Los peso pesado golpeaban, los medianos entumecían y los ligeros hacían cosquillas. Trabajaban en equipo para que el dolor no cese y el cansancio se quede colgado de los músculos.
El viaje por las piernas fue largo y difícil, sobre todo al llegar a las enormes nalgas, empinadas y flácidas. Además, todo el esfuerzo que hicieron subiendo no causó ningún dolor, pues una gran cantidad de grasa separaba a los nervios de la superficie. Pero por fin, después de mucho escalar, alcanzaron el premio mayor: la espina dorsal.
Ahí se sintieron en el paraíso. Rompieron filas y todos los animales, de todos los tipos y tamaños, corrieron a sus anchas por las planicies de la espalda. Brincaron por las rocosas vértebras, zapatearon en el coxis e hicieron una fiesta con bombos y platillos sobre los nervios más importantes de la meseta.
Después de una noche de fiesta y baile, la caravana siguió viaje con la misma algarabía hasta llegar al atlas, donde se asentó a descansar.
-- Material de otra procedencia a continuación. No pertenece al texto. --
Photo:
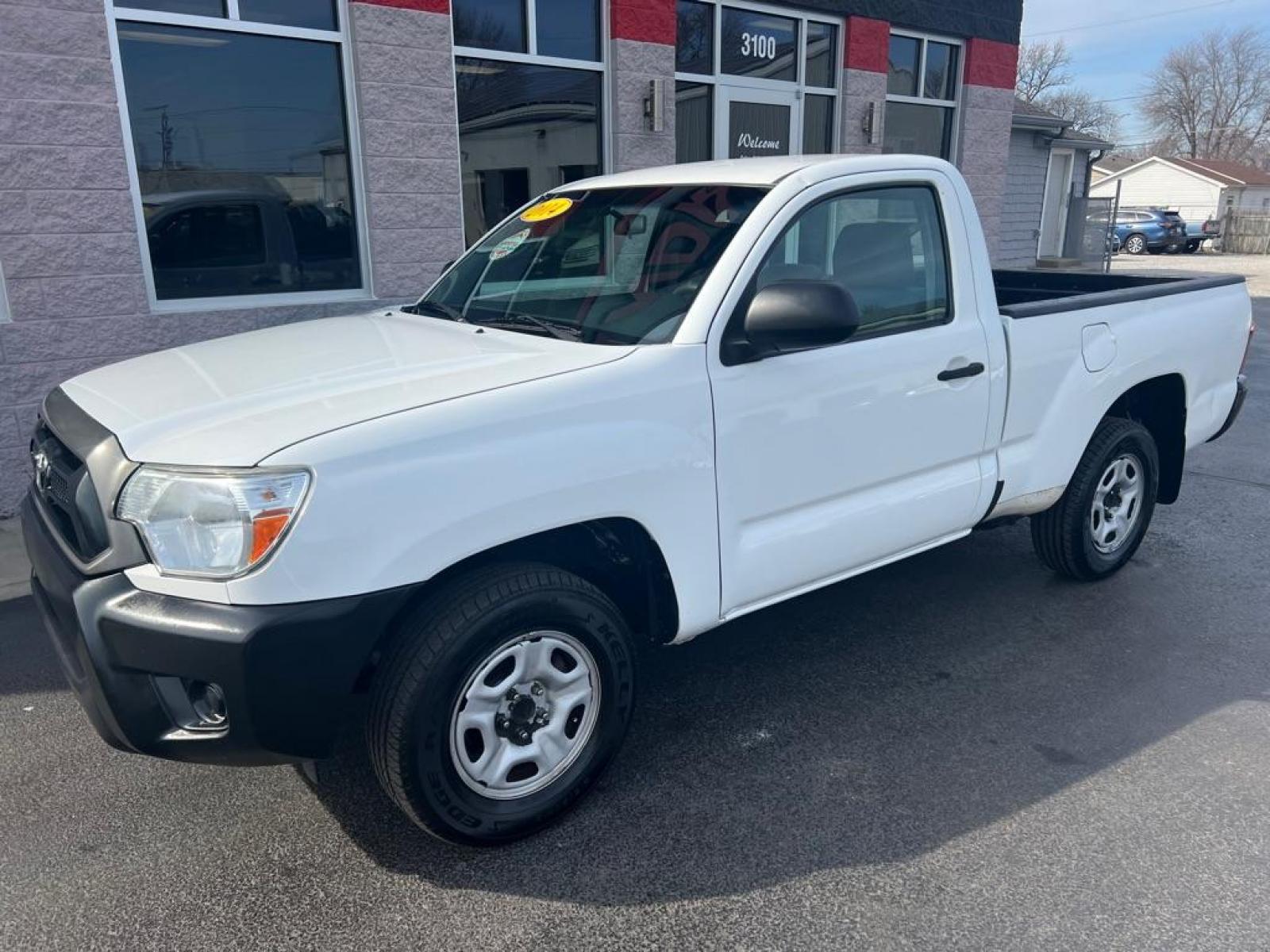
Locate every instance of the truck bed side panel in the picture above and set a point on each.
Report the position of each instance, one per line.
(1056, 401)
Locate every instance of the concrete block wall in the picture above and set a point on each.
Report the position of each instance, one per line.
(987, 109)
(69, 243)
(404, 69)
(864, 84)
(641, 48)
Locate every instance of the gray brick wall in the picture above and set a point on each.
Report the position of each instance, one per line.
(861, 88)
(406, 90)
(69, 243)
(1022, 201)
(983, 152)
(632, 65)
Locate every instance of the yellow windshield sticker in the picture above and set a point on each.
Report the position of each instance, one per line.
(546, 209)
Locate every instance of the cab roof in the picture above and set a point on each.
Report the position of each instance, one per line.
(756, 171)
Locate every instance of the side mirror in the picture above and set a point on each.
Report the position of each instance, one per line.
(799, 315)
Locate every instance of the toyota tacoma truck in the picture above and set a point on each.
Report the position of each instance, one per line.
(641, 406)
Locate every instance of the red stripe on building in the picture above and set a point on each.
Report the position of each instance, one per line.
(645, 21)
(425, 6)
(991, 63)
(868, 44)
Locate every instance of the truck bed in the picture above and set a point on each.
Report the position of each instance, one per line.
(1030, 294)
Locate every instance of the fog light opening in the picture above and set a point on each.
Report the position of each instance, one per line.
(209, 704)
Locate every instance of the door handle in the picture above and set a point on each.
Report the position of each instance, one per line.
(971, 370)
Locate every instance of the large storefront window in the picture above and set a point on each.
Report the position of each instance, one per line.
(752, 82)
(921, 95)
(241, 152)
(529, 78)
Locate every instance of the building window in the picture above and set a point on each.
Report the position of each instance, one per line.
(529, 76)
(241, 149)
(922, 88)
(753, 82)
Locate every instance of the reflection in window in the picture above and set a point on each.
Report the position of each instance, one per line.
(921, 130)
(902, 67)
(522, 130)
(694, 44)
(940, 71)
(759, 44)
(817, 125)
(489, 25)
(822, 54)
(694, 122)
(886, 247)
(241, 152)
(568, 29)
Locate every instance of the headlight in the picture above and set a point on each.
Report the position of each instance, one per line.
(211, 524)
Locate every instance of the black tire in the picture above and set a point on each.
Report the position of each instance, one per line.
(1064, 535)
(438, 649)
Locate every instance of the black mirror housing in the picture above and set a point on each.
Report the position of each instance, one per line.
(799, 315)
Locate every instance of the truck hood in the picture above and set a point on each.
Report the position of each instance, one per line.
(235, 400)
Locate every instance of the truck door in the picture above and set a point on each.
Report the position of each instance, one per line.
(835, 459)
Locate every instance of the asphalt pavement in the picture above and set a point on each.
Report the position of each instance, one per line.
(959, 752)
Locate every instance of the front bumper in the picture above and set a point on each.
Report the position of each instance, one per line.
(289, 673)
(1241, 393)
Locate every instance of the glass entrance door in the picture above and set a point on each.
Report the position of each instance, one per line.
(756, 122)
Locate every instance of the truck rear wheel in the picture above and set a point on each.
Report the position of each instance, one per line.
(501, 702)
(1100, 520)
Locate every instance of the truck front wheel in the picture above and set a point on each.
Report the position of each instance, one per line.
(501, 702)
(1100, 520)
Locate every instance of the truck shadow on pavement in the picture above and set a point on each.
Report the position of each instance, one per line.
(868, 724)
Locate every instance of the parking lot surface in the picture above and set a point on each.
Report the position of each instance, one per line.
(959, 752)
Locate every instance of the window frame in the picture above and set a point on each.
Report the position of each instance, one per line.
(799, 86)
(952, 105)
(117, 12)
(737, 313)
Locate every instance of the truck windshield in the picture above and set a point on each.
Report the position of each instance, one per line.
(618, 266)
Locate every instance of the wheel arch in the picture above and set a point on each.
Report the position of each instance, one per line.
(1160, 405)
(618, 555)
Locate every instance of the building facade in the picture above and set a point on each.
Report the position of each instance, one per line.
(173, 171)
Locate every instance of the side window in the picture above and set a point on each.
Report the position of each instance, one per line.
(886, 247)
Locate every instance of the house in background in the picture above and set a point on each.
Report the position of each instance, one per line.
(1048, 171)
(1198, 190)
(1109, 165)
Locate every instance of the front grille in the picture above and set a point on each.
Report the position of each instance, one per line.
(67, 490)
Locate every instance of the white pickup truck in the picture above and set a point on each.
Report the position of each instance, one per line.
(639, 408)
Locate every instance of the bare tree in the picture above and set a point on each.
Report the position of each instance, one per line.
(1041, 69)
(1092, 117)
(1212, 95)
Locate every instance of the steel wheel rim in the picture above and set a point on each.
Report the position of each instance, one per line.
(1117, 503)
(525, 706)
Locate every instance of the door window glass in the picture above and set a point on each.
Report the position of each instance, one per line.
(757, 130)
(241, 158)
(694, 44)
(886, 247)
(694, 125)
(817, 125)
(822, 54)
(522, 130)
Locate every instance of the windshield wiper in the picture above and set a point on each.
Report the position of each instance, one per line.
(510, 321)
(436, 310)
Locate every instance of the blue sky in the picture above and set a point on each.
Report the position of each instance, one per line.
(1114, 46)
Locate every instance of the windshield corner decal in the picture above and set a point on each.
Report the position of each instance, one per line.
(543, 211)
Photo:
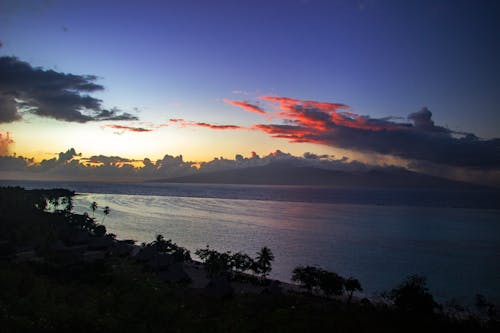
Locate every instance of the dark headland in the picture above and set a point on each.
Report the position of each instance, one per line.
(62, 271)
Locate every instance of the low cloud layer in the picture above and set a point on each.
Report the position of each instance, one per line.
(184, 123)
(5, 143)
(122, 128)
(51, 94)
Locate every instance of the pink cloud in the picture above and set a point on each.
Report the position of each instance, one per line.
(129, 128)
(246, 106)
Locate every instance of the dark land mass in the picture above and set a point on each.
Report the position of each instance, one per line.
(285, 174)
(62, 272)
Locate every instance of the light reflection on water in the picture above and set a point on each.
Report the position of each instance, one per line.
(457, 249)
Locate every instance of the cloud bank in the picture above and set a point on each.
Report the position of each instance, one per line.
(51, 94)
(419, 139)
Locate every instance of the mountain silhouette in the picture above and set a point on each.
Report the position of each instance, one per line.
(280, 173)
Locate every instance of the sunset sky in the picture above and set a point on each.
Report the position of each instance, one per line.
(411, 81)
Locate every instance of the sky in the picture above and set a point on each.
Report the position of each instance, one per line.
(411, 83)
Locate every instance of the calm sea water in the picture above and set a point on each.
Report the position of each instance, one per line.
(378, 239)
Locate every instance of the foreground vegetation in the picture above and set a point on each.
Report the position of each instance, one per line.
(50, 283)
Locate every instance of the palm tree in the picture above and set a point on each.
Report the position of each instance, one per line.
(264, 258)
(351, 285)
(105, 211)
(93, 206)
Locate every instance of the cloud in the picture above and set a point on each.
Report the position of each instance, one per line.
(218, 127)
(246, 106)
(312, 156)
(106, 160)
(420, 139)
(5, 143)
(129, 128)
(50, 94)
(184, 123)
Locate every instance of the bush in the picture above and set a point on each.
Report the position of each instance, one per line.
(413, 296)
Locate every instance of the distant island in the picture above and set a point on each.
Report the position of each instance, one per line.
(62, 271)
(286, 174)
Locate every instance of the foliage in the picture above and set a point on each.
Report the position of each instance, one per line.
(100, 230)
(216, 263)
(413, 296)
(330, 283)
(263, 262)
(351, 285)
(307, 276)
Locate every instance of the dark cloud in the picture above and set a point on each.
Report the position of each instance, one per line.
(324, 123)
(50, 94)
(102, 167)
(312, 156)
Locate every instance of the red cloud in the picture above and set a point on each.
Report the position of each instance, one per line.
(5, 143)
(323, 115)
(221, 127)
(129, 128)
(246, 106)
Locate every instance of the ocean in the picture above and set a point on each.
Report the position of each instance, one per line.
(379, 236)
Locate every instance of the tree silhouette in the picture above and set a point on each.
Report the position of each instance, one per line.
(264, 259)
(93, 207)
(216, 263)
(413, 296)
(307, 277)
(168, 247)
(105, 211)
(351, 285)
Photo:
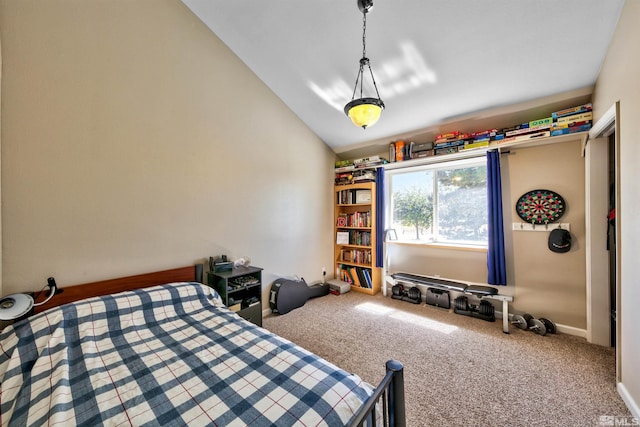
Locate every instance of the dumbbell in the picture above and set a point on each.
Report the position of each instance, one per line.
(539, 326)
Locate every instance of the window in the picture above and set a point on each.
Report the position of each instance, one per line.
(442, 203)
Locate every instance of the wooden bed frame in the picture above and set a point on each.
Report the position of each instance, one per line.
(389, 393)
(66, 294)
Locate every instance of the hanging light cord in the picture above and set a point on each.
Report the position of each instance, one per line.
(364, 61)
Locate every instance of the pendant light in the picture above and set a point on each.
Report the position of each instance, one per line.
(364, 111)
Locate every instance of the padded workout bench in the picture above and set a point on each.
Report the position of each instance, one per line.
(450, 285)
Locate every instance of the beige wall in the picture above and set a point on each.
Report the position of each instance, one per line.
(543, 283)
(548, 284)
(133, 140)
(619, 81)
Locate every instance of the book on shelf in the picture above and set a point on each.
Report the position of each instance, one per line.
(342, 238)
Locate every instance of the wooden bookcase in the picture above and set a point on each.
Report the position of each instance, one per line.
(355, 237)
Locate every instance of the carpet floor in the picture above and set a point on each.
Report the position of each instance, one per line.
(458, 370)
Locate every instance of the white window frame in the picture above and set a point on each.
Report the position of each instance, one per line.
(435, 166)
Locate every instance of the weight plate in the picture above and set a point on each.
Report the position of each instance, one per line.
(538, 327)
(529, 319)
(461, 303)
(549, 325)
(519, 321)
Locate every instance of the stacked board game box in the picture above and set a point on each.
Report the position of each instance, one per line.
(571, 120)
(534, 129)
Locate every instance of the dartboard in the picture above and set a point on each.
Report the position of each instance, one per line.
(540, 206)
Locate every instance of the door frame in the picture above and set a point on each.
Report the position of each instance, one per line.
(596, 203)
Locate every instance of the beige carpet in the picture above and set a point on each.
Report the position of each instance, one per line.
(460, 371)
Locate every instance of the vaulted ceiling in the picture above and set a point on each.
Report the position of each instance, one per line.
(434, 61)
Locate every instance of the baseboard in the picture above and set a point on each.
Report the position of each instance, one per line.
(570, 330)
(629, 401)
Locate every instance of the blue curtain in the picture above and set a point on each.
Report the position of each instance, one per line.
(379, 217)
(495, 255)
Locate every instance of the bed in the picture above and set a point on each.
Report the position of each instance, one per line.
(162, 349)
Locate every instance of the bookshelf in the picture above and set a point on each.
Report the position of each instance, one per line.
(355, 237)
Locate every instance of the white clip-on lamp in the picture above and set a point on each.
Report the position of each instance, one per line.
(15, 306)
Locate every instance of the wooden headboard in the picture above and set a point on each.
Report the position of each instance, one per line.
(66, 294)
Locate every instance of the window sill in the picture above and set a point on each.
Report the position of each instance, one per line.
(450, 246)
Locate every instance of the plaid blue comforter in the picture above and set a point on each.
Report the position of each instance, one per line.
(163, 356)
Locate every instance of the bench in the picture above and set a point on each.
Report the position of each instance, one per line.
(478, 291)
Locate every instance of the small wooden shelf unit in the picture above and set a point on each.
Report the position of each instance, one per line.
(355, 216)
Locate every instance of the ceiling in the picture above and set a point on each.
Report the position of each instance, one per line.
(435, 61)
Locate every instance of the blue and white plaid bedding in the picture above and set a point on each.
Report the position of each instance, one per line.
(167, 355)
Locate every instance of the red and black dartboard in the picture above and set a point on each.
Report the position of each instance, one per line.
(540, 207)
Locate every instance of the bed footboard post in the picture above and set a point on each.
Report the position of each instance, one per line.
(396, 394)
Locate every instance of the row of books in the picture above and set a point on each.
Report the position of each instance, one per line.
(353, 176)
(356, 276)
(363, 163)
(358, 256)
(356, 219)
(352, 197)
(353, 237)
(570, 120)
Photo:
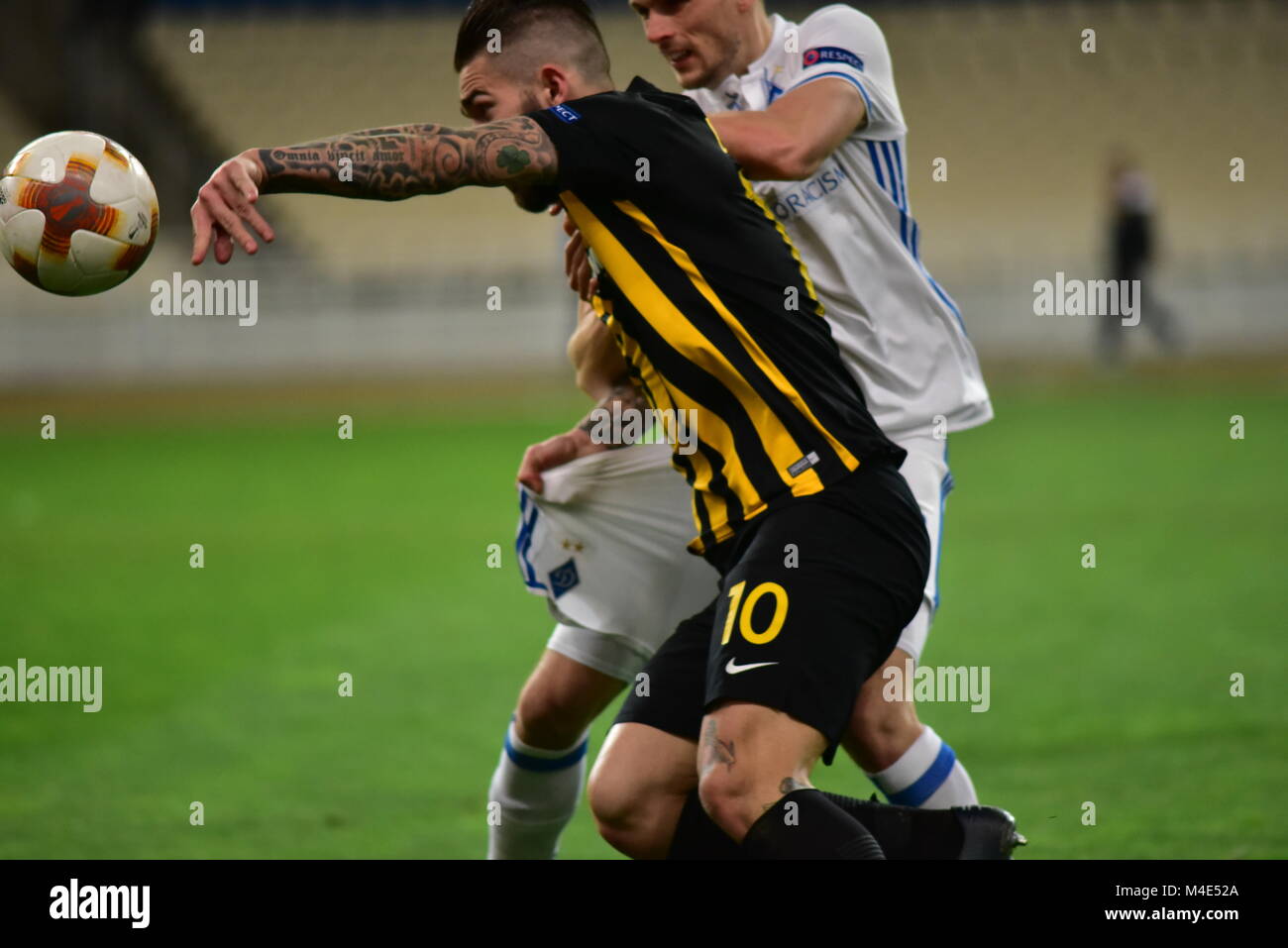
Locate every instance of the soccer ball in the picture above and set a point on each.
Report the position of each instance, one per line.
(77, 213)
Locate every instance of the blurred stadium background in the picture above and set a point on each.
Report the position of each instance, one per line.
(1109, 685)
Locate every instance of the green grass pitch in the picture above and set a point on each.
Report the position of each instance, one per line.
(1109, 685)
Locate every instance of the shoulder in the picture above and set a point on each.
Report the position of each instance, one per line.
(838, 16)
(841, 22)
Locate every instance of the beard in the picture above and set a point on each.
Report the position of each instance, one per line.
(533, 197)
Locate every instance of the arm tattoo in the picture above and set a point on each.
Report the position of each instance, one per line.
(407, 159)
(626, 394)
(716, 751)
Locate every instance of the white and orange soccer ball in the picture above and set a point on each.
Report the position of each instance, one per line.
(77, 213)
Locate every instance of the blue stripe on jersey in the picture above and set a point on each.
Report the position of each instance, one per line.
(524, 540)
(544, 764)
(897, 193)
(876, 165)
(898, 165)
(913, 245)
(945, 487)
(928, 782)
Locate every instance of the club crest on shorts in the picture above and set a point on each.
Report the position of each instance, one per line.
(563, 579)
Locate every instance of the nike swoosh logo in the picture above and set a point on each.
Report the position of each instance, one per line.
(733, 668)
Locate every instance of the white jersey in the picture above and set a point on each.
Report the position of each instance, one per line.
(900, 333)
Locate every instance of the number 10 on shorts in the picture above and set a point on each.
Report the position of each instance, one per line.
(747, 605)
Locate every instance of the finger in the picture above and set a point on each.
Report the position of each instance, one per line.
(201, 231)
(243, 180)
(232, 210)
(223, 247)
(230, 222)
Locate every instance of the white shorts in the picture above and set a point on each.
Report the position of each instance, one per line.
(605, 545)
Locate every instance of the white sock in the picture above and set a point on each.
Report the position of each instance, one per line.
(537, 791)
(927, 776)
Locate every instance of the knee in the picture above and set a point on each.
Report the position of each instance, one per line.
(881, 730)
(728, 800)
(549, 719)
(629, 819)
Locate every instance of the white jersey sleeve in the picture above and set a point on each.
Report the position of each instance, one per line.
(840, 42)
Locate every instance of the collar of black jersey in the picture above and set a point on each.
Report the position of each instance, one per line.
(642, 86)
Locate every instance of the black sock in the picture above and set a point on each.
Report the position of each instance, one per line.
(906, 832)
(698, 837)
(805, 824)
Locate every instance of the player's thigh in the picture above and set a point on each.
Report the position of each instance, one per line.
(648, 763)
(800, 633)
(930, 480)
(638, 789)
(566, 691)
(885, 717)
(755, 753)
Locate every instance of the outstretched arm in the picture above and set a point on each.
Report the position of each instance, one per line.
(376, 163)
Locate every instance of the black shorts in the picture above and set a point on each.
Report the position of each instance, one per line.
(812, 597)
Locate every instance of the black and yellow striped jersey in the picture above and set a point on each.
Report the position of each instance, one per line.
(709, 304)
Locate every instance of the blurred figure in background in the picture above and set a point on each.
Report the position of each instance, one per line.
(1131, 252)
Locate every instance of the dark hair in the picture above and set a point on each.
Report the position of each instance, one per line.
(568, 24)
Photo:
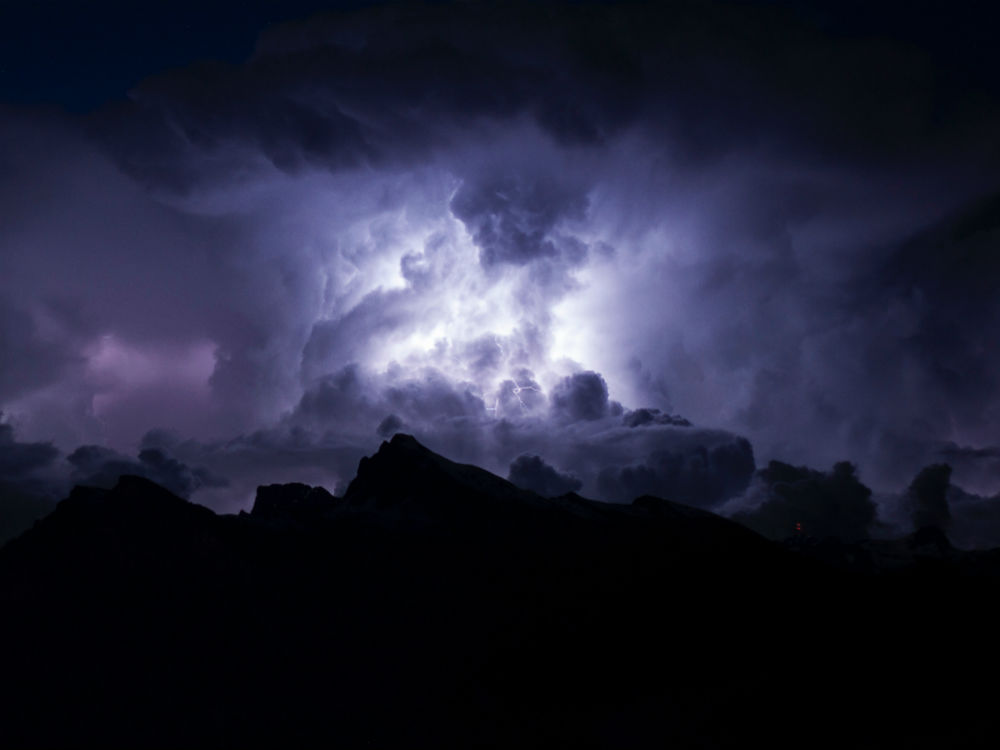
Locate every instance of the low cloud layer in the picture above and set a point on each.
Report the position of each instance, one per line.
(652, 248)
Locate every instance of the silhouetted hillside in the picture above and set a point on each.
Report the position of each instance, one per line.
(438, 604)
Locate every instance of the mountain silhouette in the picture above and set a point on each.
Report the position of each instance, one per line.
(436, 604)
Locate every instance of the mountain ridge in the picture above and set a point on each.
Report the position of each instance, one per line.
(438, 604)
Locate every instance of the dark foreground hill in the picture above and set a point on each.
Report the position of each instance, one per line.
(436, 604)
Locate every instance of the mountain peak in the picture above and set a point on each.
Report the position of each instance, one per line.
(406, 474)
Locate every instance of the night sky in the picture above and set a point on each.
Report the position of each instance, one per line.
(611, 248)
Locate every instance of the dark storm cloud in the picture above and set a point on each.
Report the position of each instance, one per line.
(27, 488)
(493, 226)
(702, 475)
(583, 396)
(640, 417)
(927, 497)
(512, 222)
(794, 500)
(532, 473)
(96, 466)
(19, 460)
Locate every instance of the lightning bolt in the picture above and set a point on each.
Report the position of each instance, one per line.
(517, 392)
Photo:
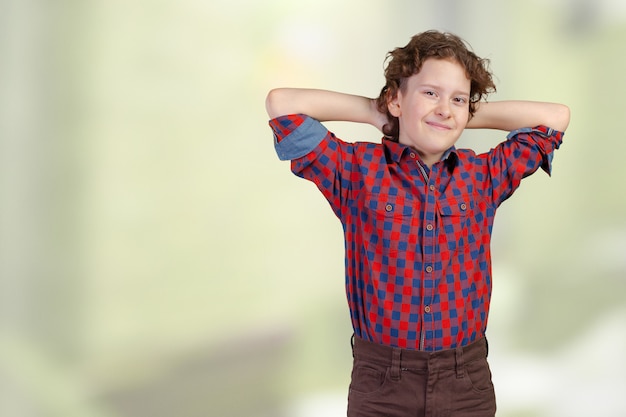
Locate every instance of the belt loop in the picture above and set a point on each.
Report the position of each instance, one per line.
(396, 356)
(459, 362)
(352, 344)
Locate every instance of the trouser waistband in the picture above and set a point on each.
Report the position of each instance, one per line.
(399, 358)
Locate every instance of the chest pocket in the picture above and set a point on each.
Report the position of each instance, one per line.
(454, 214)
(389, 221)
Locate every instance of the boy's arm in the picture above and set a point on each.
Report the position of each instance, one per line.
(512, 115)
(324, 106)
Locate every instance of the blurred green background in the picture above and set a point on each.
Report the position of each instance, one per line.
(156, 259)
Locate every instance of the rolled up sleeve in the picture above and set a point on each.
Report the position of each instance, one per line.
(296, 135)
(545, 138)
La vértebra más alta de la columna era el edén. No solo tenía excelente vista, sino que, presionando algunos puntos precisos, podían enviar dolor desde allí hasta cualquier parte del cuerpo.

La procesión sigue ahí, a gusto, y la reina de Pitilumpia aún no encuentra un pesticida, calmante, cama o reposo capaz de deshacerse de todos los bichos que amenazan con causarle una tortícolis.